Date of Degree

9-2017

Document Type

Thesis

Degree Name

M.A.

Program

Liberal Studies

Advisor(s)

Patricia Ticineto Clough

Subject Categories

American Studies | Feminist, Gender, and Sexuality Studies | Politics and Social Change | Social Control, Law, Crime, and Deviance | Sociology | Theory, Knowledge and Science

Keywords

knowledge society, the human, other-than-human, subjectivity, the prison nation, twenty-first-century media and technology

Abstract

The social production of hegemonic knowledge has historically been legitimized in relation to the sanctioned status of the ‘Human’.[1] Beginning with the American Prison Industrial Complex and what sociologist Beth E. Richie conceptualizes as the “prison nation,” I will show the ‘human’ as a contingent and composite status appearing along a spectrum of Flesh, Body, and ‘Human’ (Flesh-Body-‘Human’) statuses and subjectivity.

Bringing this ‘Human’ continuum into conversation with twenty-first-century media, (micro)computational technologies, and contemporary knowledge and social economies, I expand the notion, reach, and scale of the American “prison nation.” Following Mark Hansen’s treatment of twenty-first-century digital media, I posit that the contemporary, technologically mediated and “datafied” prison nation,[2] like digital media, performs a further displacement of the ‘Human’ as “the privileged arbiter of experience.”[3] This displacement has various effects which I explore in terms of what I call a techno-apotheosis in the advent of techno-gods. I propose that subjectivity is affected and should be rethought in terms of networked assemblages of subject positions and thing positions, or ‘human’ selves and thing selves.[4] With this, a technologically mediated and transnationally competitive economy of the ‘Human’ emerges. (Re)produced as it is circulated through social institutions of neoliberal, law-and-order governance, this globalizing ‘Human’ economy situates each social entity—human and other-than-human, organic and inorganic, material and immaterial—within relational, networked, epistemological and ontological continua operational as the twenty-first-century “datafied” “prison nation.”
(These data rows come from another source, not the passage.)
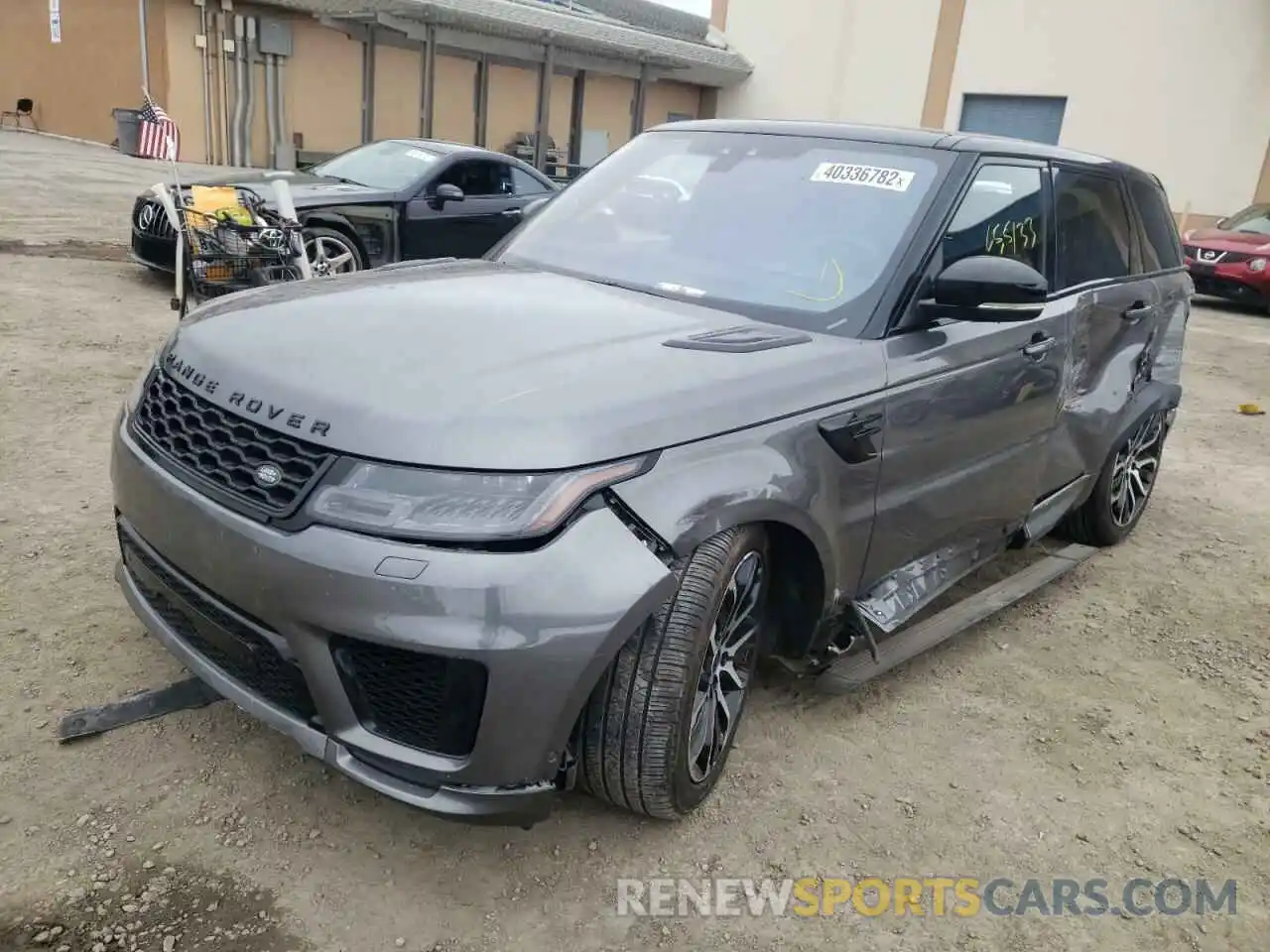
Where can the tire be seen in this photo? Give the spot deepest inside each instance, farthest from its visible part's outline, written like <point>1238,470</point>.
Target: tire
<point>1103,518</point>
<point>326,239</point>
<point>636,744</point>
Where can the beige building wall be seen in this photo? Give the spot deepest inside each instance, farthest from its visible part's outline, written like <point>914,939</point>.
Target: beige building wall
<point>322,87</point>
<point>398,91</point>
<point>453,105</point>
<point>847,60</point>
<point>666,98</point>
<point>1178,87</point>
<point>76,82</point>
<point>607,105</point>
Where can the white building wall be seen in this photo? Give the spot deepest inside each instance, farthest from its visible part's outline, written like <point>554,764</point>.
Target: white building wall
<point>1180,87</point>
<point>844,60</point>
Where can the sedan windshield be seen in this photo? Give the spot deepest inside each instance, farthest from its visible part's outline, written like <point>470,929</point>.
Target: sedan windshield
<point>1252,221</point>
<point>789,230</point>
<point>390,166</point>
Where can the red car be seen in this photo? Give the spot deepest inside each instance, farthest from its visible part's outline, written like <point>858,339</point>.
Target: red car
<point>1229,259</point>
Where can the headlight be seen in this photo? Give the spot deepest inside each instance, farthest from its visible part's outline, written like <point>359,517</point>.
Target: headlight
<point>471,507</point>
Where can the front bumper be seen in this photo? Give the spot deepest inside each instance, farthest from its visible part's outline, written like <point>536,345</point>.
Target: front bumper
<point>1230,282</point>
<point>544,625</point>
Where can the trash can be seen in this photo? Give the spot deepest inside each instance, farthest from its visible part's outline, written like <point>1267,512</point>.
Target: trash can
<point>127,130</point>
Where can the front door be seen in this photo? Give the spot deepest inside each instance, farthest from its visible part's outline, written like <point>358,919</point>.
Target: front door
<point>465,229</point>
<point>969,405</point>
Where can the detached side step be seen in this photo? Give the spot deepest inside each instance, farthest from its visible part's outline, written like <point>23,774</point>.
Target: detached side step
<point>849,673</point>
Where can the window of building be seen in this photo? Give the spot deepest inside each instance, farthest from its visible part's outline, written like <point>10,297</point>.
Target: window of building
<point>1093,238</point>
<point>1001,214</point>
<point>1160,243</point>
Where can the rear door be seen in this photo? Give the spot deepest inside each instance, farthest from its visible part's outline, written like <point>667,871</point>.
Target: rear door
<point>970,405</point>
<point>1118,309</point>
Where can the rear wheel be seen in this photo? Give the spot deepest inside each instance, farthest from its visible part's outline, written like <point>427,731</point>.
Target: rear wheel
<point>1123,490</point>
<point>657,731</point>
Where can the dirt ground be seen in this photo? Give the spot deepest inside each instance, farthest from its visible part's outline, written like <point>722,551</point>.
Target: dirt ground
<point>1114,725</point>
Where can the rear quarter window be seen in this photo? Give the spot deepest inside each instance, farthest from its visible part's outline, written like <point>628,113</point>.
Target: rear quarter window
<point>1161,248</point>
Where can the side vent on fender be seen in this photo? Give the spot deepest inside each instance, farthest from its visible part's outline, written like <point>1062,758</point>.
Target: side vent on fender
<point>852,434</point>
<point>739,340</point>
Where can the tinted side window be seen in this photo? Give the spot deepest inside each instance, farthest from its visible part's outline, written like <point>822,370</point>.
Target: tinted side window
<point>1161,246</point>
<point>526,184</point>
<point>1093,236</point>
<point>479,177</point>
<point>1001,214</point>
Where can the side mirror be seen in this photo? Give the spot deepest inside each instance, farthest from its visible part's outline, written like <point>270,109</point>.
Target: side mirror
<point>534,207</point>
<point>447,193</point>
<point>989,289</point>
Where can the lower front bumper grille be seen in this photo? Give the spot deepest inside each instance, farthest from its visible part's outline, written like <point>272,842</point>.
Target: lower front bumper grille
<point>425,701</point>
<point>430,702</point>
<point>217,635</point>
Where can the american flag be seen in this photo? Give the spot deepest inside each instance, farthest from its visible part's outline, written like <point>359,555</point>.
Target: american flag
<point>159,137</point>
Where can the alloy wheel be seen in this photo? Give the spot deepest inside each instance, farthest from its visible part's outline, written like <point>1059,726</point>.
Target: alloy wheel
<point>1133,475</point>
<point>329,255</point>
<point>726,667</point>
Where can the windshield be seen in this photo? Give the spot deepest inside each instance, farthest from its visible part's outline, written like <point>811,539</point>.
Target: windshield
<point>789,230</point>
<point>1251,221</point>
<point>390,166</point>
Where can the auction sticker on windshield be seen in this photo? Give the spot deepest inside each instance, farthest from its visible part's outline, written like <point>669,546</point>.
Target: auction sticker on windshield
<point>870,176</point>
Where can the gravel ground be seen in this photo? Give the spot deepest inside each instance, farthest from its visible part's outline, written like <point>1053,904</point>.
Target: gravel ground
<point>1114,725</point>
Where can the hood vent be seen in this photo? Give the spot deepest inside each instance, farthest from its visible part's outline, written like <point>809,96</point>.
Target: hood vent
<point>744,339</point>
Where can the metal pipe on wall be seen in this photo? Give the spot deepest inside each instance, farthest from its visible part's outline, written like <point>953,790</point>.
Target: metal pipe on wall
<point>209,157</point>
<point>249,54</point>
<point>271,111</point>
<point>145,46</point>
<point>239,98</point>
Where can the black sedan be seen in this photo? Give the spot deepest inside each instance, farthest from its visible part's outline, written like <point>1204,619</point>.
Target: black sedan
<point>382,202</point>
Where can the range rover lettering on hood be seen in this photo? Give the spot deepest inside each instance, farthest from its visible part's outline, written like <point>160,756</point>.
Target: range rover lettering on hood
<point>245,404</point>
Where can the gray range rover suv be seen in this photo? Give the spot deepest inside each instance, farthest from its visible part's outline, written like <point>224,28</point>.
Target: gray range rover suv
<point>474,532</point>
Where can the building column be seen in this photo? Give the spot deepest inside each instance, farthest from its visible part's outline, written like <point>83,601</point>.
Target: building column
<point>939,80</point>
<point>544,113</point>
<point>639,99</point>
<point>368,85</point>
<point>481,111</point>
<point>575,109</point>
<point>429,91</point>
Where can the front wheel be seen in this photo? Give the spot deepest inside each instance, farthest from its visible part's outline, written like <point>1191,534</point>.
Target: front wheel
<point>1123,490</point>
<point>657,731</point>
<point>330,252</point>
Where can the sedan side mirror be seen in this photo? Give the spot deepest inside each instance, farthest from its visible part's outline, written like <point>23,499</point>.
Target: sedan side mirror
<point>447,191</point>
<point>989,289</point>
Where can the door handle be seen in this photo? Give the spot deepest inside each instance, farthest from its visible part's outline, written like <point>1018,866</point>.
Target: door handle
<point>1138,311</point>
<point>1040,347</point>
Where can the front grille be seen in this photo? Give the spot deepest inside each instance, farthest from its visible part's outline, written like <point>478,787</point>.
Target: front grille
<point>212,447</point>
<point>200,622</point>
<point>423,701</point>
<point>150,218</point>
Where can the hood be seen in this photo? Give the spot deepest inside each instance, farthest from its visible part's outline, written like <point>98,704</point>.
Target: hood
<point>483,366</point>
<point>307,190</point>
<point>1228,240</point>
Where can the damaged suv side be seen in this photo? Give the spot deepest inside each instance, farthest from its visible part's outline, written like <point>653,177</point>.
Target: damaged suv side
<point>474,532</point>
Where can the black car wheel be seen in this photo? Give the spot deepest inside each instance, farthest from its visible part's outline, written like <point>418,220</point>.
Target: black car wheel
<point>658,728</point>
<point>331,253</point>
<point>1124,486</point>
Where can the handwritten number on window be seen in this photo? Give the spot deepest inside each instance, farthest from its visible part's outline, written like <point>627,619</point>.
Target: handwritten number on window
<point>1011,238</point>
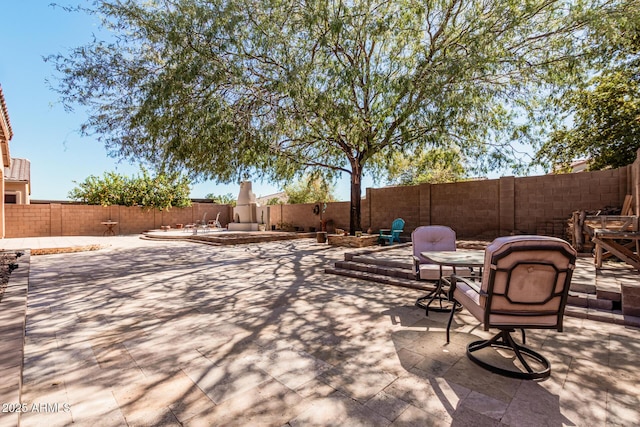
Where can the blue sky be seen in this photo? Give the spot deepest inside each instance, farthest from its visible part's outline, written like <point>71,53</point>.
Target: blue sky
<point>43,131</point>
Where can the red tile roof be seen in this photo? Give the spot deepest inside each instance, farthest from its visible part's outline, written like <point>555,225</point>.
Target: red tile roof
<point>19,171</point>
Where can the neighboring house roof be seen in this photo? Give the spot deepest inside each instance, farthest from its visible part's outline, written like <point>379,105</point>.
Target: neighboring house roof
<point>19,171</point>
<point>6,133</point>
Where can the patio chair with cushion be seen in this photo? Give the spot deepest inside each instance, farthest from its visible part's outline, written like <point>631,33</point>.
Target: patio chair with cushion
<point>393,234</point>
<point>525,283</point>
<point>431,238</point>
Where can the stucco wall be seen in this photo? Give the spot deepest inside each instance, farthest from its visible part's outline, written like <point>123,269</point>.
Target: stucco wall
<point>54,219</point>
<point>475,209</point>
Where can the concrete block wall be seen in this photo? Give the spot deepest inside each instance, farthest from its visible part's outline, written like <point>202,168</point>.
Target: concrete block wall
<point>29,221</point>
<point>474,209</point>
<point>302,216</point>
<point>55,219</point>
<point>389,203</point>
<point>550,199</point>
<point>470,208</point>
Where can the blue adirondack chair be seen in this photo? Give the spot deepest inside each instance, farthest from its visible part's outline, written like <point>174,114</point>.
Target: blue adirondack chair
<point>393,234</point>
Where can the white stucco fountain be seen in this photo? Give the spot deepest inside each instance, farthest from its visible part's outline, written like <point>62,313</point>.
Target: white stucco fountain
<point>247,215</point>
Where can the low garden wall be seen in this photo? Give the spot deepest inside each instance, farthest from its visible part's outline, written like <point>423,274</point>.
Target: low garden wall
<point>57,219</point>
<point>474,209</point>
<point>484,208</point>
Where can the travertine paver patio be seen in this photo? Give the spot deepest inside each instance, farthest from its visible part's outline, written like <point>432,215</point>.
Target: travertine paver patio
<point>176,333</point>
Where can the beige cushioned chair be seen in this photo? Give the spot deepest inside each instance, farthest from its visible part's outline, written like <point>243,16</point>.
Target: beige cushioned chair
<point>429,238</point>
<point>525,283</point>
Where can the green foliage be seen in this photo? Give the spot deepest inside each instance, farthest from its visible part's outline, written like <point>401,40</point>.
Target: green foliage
<point>224,199</point>
<point>160,192</point>
<point>603,115</point>
<point>433,166</point>
<point>274,201</point>
<point>226,89</point>
<point>606,124</point>
<point>309,189</point>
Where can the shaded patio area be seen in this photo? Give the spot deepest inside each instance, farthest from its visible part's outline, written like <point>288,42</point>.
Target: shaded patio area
<point>177,333</point>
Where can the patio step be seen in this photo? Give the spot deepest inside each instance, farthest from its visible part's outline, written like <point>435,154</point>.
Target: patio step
<point>395,268</point>
<point>380,278</point>
<point>377,269</point>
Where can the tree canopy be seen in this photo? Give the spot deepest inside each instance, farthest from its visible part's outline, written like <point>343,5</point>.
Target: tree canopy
<point>225,89</point>
<point>603,115</point>
<point>309,189</point>
<point>160,191</point>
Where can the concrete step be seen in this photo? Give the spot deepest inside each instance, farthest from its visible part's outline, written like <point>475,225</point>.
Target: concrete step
<point>581,299</point>
<point>382,270</point>
<point>381,278</point>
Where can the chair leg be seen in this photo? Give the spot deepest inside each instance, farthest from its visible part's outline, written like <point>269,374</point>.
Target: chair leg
<point>503,340</point>
<point>453,311</point>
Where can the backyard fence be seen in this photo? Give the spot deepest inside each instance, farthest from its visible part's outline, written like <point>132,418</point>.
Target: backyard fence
<point>474,209</point>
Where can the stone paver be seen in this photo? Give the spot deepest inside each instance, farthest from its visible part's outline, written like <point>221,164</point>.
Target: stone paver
<point>176,333</point>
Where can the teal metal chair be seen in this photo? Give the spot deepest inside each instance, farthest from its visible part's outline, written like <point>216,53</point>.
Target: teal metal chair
<point>393,234</point>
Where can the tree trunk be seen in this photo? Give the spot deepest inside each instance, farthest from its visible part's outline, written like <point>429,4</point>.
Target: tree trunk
<point>356,199</point>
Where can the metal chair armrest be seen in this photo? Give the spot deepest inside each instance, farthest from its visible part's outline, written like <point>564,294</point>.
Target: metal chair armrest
<point>473,285</point>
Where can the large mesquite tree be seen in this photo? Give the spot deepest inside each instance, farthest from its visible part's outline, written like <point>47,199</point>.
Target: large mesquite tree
<point>225,89</point>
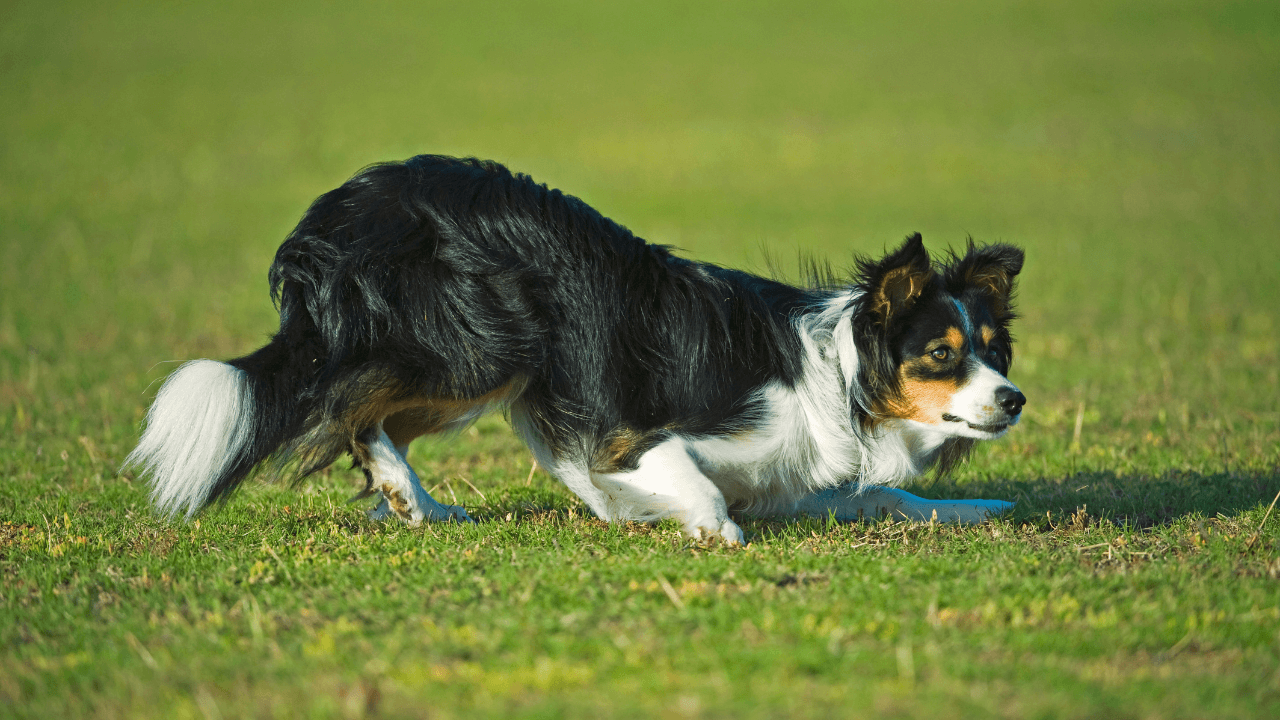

[1] Throughout, I am deploying Brian Massumi’s conceptualization of the “social” as an articulation of the cofunctioning of the cultural, political and economic, and which, following Gilles Deleuze among others, includes human and nonhuman, organic and inorganic, material and immaterial entities and processes as efficacious actants within these enmeshed spheres.

[2] For Patricia Ticineto Clough and Mark Hansen “datafication” refers to the full digital landscape of data analysis and computation the scale and capacity of which is unprecedented. This digital landscape includes ‘big-data’, data mining, tracking, surveillance, capture, and affect-based ‘predictive’, anticipatory, biometric, and environmental measure and modulation at unprecedented scales of molecular and molar ‘visibility’ and ‘sense-ability’.

[3] See Mark Hansen’s work, Feed-Forward: On the Future of Twenty-First-Century Media (Hansen 50-52).

[4] For a rich engagement with thingness see Patricia Ticineto Clough’s forthcoming Introduction to The User Unconscious, which picks up and expands Sue Grand’s work on trauma and split subjectivity in “Unsexed and Ungendered Bodies: The Violated Self,” 2003.